Adam explains that the facility is open to any ANU researcher who needs analysis using mass spectrometry.

“The facility is there to serve the needs of all ANU researchers. We tackle an extremely diverse range of research problems and develop new methods for interesting new projects all the time. For example, we analyse many kinds of synthetic molecules from organic and organometallic small molecules to weird synthetic proteins with non-standard amino acids and unknown covalent modifications. We also do all kinds of metabolomics and proteomics - quantitative, qualitative, targeted, untargeted, isotope-labelled and unlabelled, top-down and bottom-up. We can even analyse DNA and RNA. We provide researchers with either training and access to instruments for hourly access rates so they can do the analyses, or full services where we do everything from sample prep to data analysis and charge for our time. To make all this happen, I often have to write custom software and now we’re actively developing the capacity to design and build mechatronic hardware components to accelerate and enable new techniques.”

This often means working with researchers from the start of a project to help them shape their research questions and methodology, ensuring the mass spectrometry facility can be used in the best way possible.

“Usually what happens is people will come in, we get to know them and get to know their research and try to find out what their needs are. We try to find out what their experimental questions are and try to figure out how we can best serve them to get the answers that they want. That training is all free. We try to encourage the students to learn how to do things themselves rather than just kind of treat it like a black box where we give them the answer. It's good for their careers to actually come in and get some new skills that they can take with them.”

Adam speaks about one project, where researchers are looking at enzymes that can digest plastic, as a particularly interesting example of the type of research that comes through the facility.

“These researchers, Vanessa Vongsouthi, Matthew Spence and Jake Saunders from the Jackson lab are studying these new plastic eating enzymes. They want to improve the enzymes so they can be used to break down plastics that aren't readily biodegradable.”

“We are helping them develop high-throughput automated methods to confidently, sensitively and rapidly detect and quantify the products of the plastic-eating enzyme reaction to provide the high throughput activity assays required for directed evolution of more effective enzymes that might one day help to clean up plastic pollution in the environment.”

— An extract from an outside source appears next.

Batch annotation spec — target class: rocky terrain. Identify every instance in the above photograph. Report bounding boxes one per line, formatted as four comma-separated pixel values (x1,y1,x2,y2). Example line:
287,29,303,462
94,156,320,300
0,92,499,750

It is the opportunity to use his unique skill set and work with other passionate people to help make the world a better place that drives Adam every day in this role.

“Originally when I saw this job advertised I was almost like, ‘Well no, I'm not even going to apply for that job, because you know, I'm a researcher, a scholar’. When I thought about it more though, I realised, ‘Developing technology, software and techniques and helping other people do research is still being a researcher and I’ll still be able to think strategically, experiment with things, write grant applications, give lectures, publish papers, go to conferences and give seminars like a regular academic.’

“I still identify as a researcher and a scientist. It is just that my role is more focused on the technical aspect and I really love how I get to go deeper into that. Although I was a little bit apprehensive about it at first, I quickly realised how much fun it would be, to be at the front line of all those different research projects where I get to do the most interesting part which is acquire new skills, develop new techniques and discover new things.”

“I’ve found it to be great. I get to be there when people find out the answer and there is no shortage of challenges. I've learned so much just from having to solve a wide variety of different problems that I wouldn't have otherwise been exposed to.”